Protectionism is starting to rear its head again in Europe: countries are pushing legislation to protect their strategic industries from foreign takeovers.

This will have a further effect of diminishing the value of the Dollar: what will the Chinese do with their masses of US currency assets if they cannot in other countries?

Posted by: ralphieboy | Dec 4, 2007 7:38:41 AM | 12

@DM - much loud talk there - take it with some salt
Roubini is in panic mode calling for hard interest rate slashes worldwide.

That would be pushing on a string while inducing even higher inflation. Correct diagnosis, wrong medication. It didn't work in Japan, it won't work elsewhere.

Posted by: b | Dec 4, 2007 3:14:49 PM | 13

Actually DM, I never was a hippie, and I was only in grade school in the 60's...

I'm a software engineer. this gives me a certain learned-the-hard-way respect for high-redundancy distributed systems.

Posted by: DeAnander | Dec 4, 2007 3:27:15 PM | 14

Ms DeAnander

It's been nice to see you back again lately - I missed you, honest I did.

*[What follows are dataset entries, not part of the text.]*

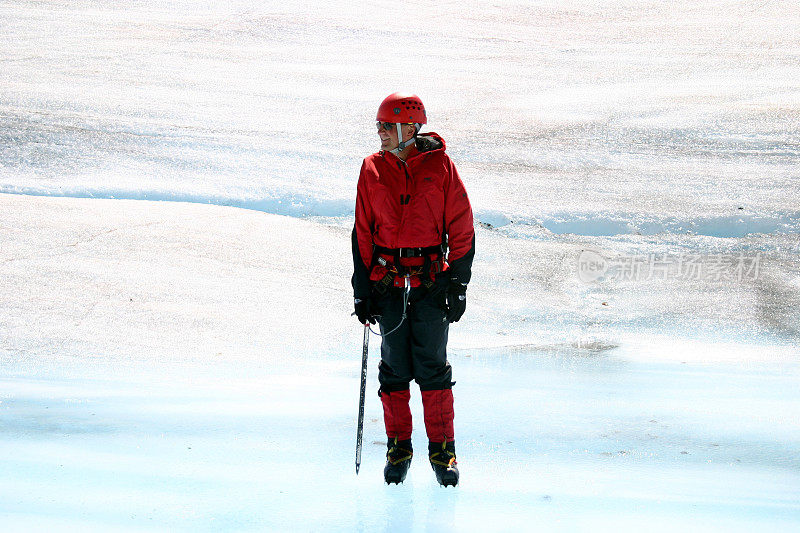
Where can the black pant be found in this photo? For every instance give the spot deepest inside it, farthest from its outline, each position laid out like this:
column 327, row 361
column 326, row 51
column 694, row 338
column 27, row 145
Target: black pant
column 418, row 348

My region, midatlantic inland, was a big producer of shoes and textiles for a long time until the 80s & 90s. The people here are good at it, and have always been ready to work hard for a reasonable (low) wage. These three industries went to the far east. Furniture making is another one that left.

I think the reason is that the margin between original factory cost and retail price is so large that several middle man steps sucked out all the money on the way to market. Then manufacturers had to go to China to remain competitive. The workers found other jobs, more in services than in manufacturing. I'm sure some of them remortgaged their houses.

The point is that nobody seems to be able or even willing to control this money drain. Country folks in this region are quite well able to make do, grow their own food, barter, etc. as they have done for 2 centuries. The skills are not lost. For the last perhaps 15 to 20 years we have had Walmarts and other big boxes come in, later than for other communities, and the people love them for the big variety and low prices.

How does one plan to come in and upset that apple cart?

Posted by: rapt | Dec 4, 2007 4:17:17 PM | 15

@rapt don't forget that the radical right-wing Wall St. Predators first actions when coming to power via Reagan was to abolish tariffs & anti-trust laws. Begin by enforcing those. WalMart is wayyy too large & needs to be broken up for starters. It's funny looking back on Clinton. Then I thght. Arkansas - what the hell does someone from there have to do w/the price of eggs. Clearly he was WalMart's boy. Laws requiring most products carried by retailers be American made, in some sophisticated form might be helpful. Basicallly, produce regionally, consume locally makes sense. Why waste precious oil shipping in garbage from Timbuktu. People need to get organized. Since the Fundie Churches seem to be so good at that, it'd be amusing if fundies started meeting there asking these kinds of questions :)

As far as the tariffs are evil garbage that has been force-fed to so many, I heard an interesting interview on Thom Hartmann yesterday. Author of United States of Toyota. He said that China has an auto industry 'cuz they have a 30% tariff. Japanese auto industry likewise protected 'cuz it's understandably considered "a strategic asset"; but Japan protects them via currency manipulation. Why does xUS have no auto industry left? Try a 2% tariff, on top of Wall St. greed & organizational stupidity. Virtually all of China's industries that were stolen/transferred from us are protected...So why were xUS industries transferred to China? Political reasons. The Elite went insane when democracy started breaking out here in the 60's & vowed to return control of the country to a handful of Wall St. bankers & lawyers. This required destruction of the middle class. Mission just about accomplished.

Posted by: jj | Dec 4, 2007 8:24:59 PM | 16

From here we ship primo hardwood logs right from the woods to Indonesia of all places. Opposite side of the globe. They make coffins from the wood and ship them back here to be buried.

Howz that for a waste of freighter fuel?